Thermodynamics of Micellization of Triton X-100 in Aqueous Glycine: Tensiometric and Ultrasonic Studies

Abstract

Abstract Surface tension and compressibility behavior of p-(1,1,3,3-tetramethylbutyl) phenoxypoly(oxyethylene glycol) (Triton X-100, TX-100) in aqueous mixture of glycine (Gly) have been studied at 298.15, 303.15, 308.15, and 313.15 K below and above the micellar composition range. Critical micelle concentration, cmc, of the surfactant TX-100 was obtained by surface tension, γ, density, ρ, and ultrasonic velocity, u, measurements at different temperatures. From the surface tension data, the surface excess concentration, Γ  max  σ , minimum area per molecule, A  min , Gibbs free energy, ΔG mic 0, enthalpy, ΔH mic 0, and entropy, ΔS mic 0 of micelle formation have been evaluated. Apparent molar adiabatic compressibility, κ ϕ , was calculated from density and ultrasonic velocity data.

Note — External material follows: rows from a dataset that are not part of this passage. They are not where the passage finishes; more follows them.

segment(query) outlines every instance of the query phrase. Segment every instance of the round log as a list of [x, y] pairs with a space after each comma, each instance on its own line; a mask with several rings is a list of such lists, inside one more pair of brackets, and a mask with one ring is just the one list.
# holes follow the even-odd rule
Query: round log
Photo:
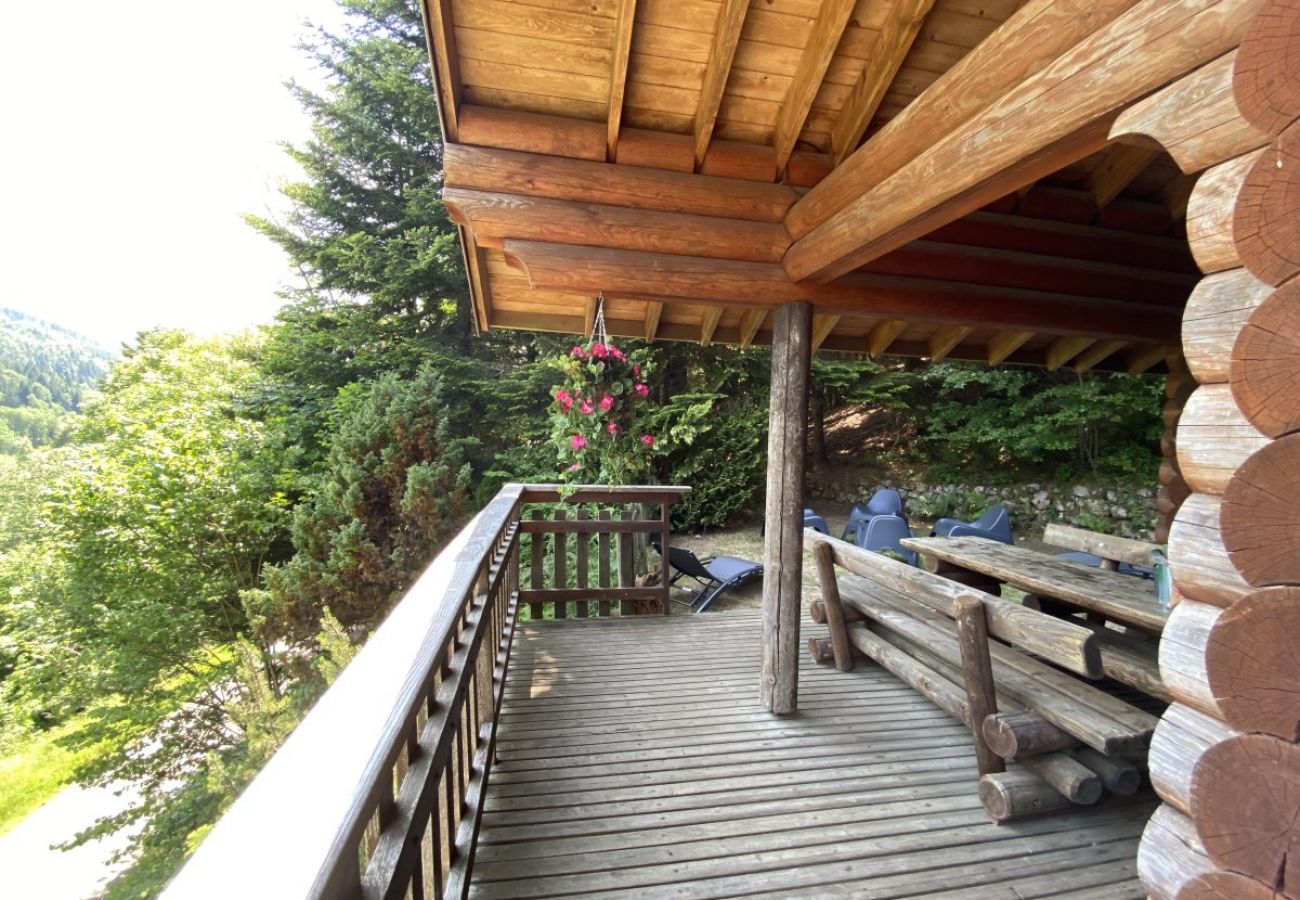
[[1228, 380], [1232, 343], [1247, 319], [1273, 293], [1245, 269], [1205, 276], [1183, 308], [1183, 354], [1201, 384]]
[[1192, 490], [1222, 494], [1238, 466], [1268, 442], [1228, 385], [1201, 385], [1178, 421], [1178, 470]]
[[1183, 813], [1192, 814], [1192, 773], [1205, 750], [1236, 737], [1216, 718], [1191, 706], [1171, 704], [1150, 736], [1147, 770], [1160, 799]]
[[1174, 700], [1217, 719], [1223, 718], [1205, 670], [1210, 632], [1223, 614], [1217, 606], [1184, 601], [1169, 614], [1160, 637], [1160, 678]]
[[1232, 212], [1232, 242], [1260, 281], [1280, 285], [1300, 272], [1300, 122], [1251, 165]]
[[1219, 527], [1219, 498], [1192, 494], [1169, 531], [1174, 587], [1188, 600], [1230, 606], [1252, 588], [1232, 566]]
[[1179, 900], [1284, 900], [1286, 895], [1235, 871], [1208, 871], [1187, 882]]
[[1020, 760], [1020, 765], [1060, 791], [1071, 802], [1091, 806], [1101, 800], [1101, 776], [1065, 752]]
[[1187, 242], [1192, 258], [1206, 274], [1242, 265], [1232, 241], [1232, 213], [1247, 172], [1262, 150], [1238, 156], [1208, 169], [1187, 200]]
[[1266, 0], [1232, 64], [1232, 98], [1265, 134], [1300, 118], [1300, 3]]
[[1265, 884], [1300, 884], [1300, 747], [1242, 735], [1205, 752], [1192, 774], [1192, 821], [1218, 866]]
[[1076, 750], [1070, 750], [1070, 756], [1080, 765], [1095, 771], [1097, 778], [1101, 779], [1102, 787], [1117, 797], [1131, 797], [1141, 787], [1141, 770], [1128, 762], [1128, 760], [1098, 753], [1091, 747], [1080, 747]]
[[1223, 493], [1223, 546], [1249, 584], [1300, 583], [1300, 434], [1273, 441]]
[[1072, 735], [1057, 728], [1037, 713], [998, 713], [984, 719], [984, 741], [1004, 760], [1020, 760], [1075, 747]]
[[1037, 775], [1027, 771], [1001, 771], [982, 775], [979, 799], [989, 817], [997, 822], [1043, 815], [1074, 806], [1066, 797]]
[[1271, 291], [1232, 345], [1238, 408], [1269, 437], [1300, 429], [1300, 278]]
[[1205, 648], [1205, 670], [1223, 719], [1234, 728], [1300, 740], [1297, 635], [1297, 587], [1257, 590], [1218, 616]]
[[1138, 877], [1150, 896], [1179, 900], [1192, 879], [1214, 871], [1196, 836], [1196, 826], [1175, 809], [1156, 809], [1138, 844]]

The values of κ ϕ and apparent molar adiabatic compressibility at infinite dilution, κ ϕ 0, in the pre-micellar region and apparent molar compressibility upon micellization, Δκ ϕ m , were obtained. The observed cmc of TX-100 in aqueous glycine is found to be smaller than its value in pure water. A comparison of Γ  max  σ in aqueous glycine with that in pure water suggests higher adsorption of TX-100 molecules at the air–liquid interface in the former solvent than in the latter one. This was attributed to the highly hydrophilic nature of glycine molecules, causing dehydration of the surfactant molecules, thereby, facilitating the adsorption of TX-100 molecules at the air–liquid interface in the presence of glycine than in its absence. The calculated values of the Gordon parameter, G parameter, suggest that aqueous glycine acts as a good solvent for the micellization of TX-100 amphiphiles. Negative values of ΔG mic 0 and ΔH mic 0 indicate that the process of micellization of the surfactant is spontaneous and exothermic. Moreover, higher values of − TΔS mic 0 than those of ΔH mic 0 truly endorse the view that micellization of TX-100 in aqueous glycine is primarily governed by the entropy gain due to the transfer of hydrophobic groups of the surfactant from the solvent environment to the interior of the micelle. The trends in the behavior of the compressibility parameters also endorse the micellization of TX-100 in aqueous glycine.